Musquodoboit Harbour is a rural community located in Nova Scotia, Canada within the Halifax Regional Municipality. The community is situated on the Eastern Shore at the mouth of the Musquodoboit River. The community lies 45 kilometres east of downtown Halifax. With a hospital, RCMP detachment, postal outlet, schools, recreational center, library, municipal office and other services, Musquodoboit Harbour is a serve centre for many of the surrounding communities.



Musquodoboit means foaming to the sea, flowing out square or rolling out in foam, or suddenly widening out after a narrow entrance at its mouth. The community is an anglicized version of the Mi’kmaq word Moosekudoboogwek or Muskoodeboogwek.


The local railway station is now a museum MusqHbrStn 2010.jpg
The local railway station is now a museum

The community was settled in the 1780s mainly by Loyalists. Through the late 18th and early 19th centuries many settlers from Scotland, England and Germany immigrated to the area and they still have descendants in the area, evidenced by prominent family names such as Tibbo, Rowlings, Anderson, Gaetz, and Bayers.

Transportation history

Much early travel was by water as roads were rough. Beginning in 1852, the stage coach travelled from Musquodoboit Harbour to Dartmouth at a cost of 5 shillings. The first automobile was owned by Dr. Kennedy in 1909. The Dartmouth Eastern Railway commenced in 1912 to carry lumber and lime from Middle Musquodoboit to Dartmouth. A station was completed in 1918 and today houses the Musquodoboit Harbour Railway Museum, which also serves as the local tourism office in summer. The museum grounds contain a passenger car, snow plow from the Dominion Atlantic Railway and a caboose from the Canadian National Railway. The museum is on the Canadian Register of Historic Places. [1]

Other services

The Rural Telephone system came into use around 1909.

The Fire Department

It all began one evening in 1957 when Garth Young was sitting at the table playing crib with friends.

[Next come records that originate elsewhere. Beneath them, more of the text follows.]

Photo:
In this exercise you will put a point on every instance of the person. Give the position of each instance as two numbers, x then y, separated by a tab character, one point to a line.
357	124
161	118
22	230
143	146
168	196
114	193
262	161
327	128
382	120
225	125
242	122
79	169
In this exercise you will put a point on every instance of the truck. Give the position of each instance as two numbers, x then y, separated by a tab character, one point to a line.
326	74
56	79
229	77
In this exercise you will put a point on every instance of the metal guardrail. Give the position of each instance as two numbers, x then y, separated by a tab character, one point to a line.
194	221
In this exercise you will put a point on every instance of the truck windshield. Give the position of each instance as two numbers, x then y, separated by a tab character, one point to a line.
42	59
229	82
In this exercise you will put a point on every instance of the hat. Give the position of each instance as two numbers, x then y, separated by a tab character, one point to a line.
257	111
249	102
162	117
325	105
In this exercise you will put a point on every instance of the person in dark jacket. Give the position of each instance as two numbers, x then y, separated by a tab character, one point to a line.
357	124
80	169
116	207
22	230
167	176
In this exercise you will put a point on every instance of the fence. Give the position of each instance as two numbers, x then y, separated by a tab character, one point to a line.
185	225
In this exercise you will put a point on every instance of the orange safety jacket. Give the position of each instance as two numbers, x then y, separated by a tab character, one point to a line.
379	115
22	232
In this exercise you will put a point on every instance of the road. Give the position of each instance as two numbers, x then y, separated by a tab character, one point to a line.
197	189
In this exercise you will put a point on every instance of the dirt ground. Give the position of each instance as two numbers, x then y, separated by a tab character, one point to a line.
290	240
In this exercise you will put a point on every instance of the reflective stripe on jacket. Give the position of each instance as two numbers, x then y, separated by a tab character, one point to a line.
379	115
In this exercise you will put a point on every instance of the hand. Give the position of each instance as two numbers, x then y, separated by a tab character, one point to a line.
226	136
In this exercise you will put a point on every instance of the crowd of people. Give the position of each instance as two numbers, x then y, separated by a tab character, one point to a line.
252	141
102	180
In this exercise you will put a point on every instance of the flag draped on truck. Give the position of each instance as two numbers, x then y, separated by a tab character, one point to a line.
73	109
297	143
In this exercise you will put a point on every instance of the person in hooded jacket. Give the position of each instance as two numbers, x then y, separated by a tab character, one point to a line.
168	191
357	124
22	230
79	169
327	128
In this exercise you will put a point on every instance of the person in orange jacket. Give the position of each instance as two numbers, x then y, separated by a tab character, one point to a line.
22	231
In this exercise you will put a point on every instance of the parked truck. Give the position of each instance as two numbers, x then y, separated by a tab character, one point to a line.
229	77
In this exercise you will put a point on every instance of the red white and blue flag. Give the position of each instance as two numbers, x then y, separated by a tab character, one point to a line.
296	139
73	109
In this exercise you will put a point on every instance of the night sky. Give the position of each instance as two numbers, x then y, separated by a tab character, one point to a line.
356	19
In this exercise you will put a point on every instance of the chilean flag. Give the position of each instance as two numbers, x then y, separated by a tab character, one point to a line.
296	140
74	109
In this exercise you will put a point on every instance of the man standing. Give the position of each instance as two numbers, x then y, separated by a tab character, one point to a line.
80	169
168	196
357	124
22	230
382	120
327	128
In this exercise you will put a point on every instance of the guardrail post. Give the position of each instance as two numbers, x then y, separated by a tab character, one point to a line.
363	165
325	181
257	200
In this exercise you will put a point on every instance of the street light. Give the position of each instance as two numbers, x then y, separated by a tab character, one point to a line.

His sister ran in and said she could see flames in a window upstairs as she was driving down the road. Garth and his father each grabbed a bucket of water and ran upstairs, but there was nothing they could do. There was no fire department in Musquodoboit Harbour. They called Lands and Forests (now called the Department of Natural Resources) who showed up later with a portable pump and some hose. But by now, the two-story house was in flames and the dozen family members who lived there could only watch helplessly as it burned to the ground. The loss motivated Garth Young and other people in the community to establish their own fire department. By 1960 Garth Young was clearing land for the new station. A year later the Musquodoboit Harbour Volunteer Fire Department was born and he became one of its original members. The Musquodoboit Harbour Volunteer Fire Department formed in 1961 with the fire hall opening on October 6, 1964. The first piece of equipment they had was a trailer with a pump on it. It had compartments on each side into which they were able to put extra equipment, such as hoses. The first truck they had was a 1957 milk truck that they bought in 1963 from a farmer. The Fire Department Ladies Auxiliary formed in February 1967.[ citation needed ]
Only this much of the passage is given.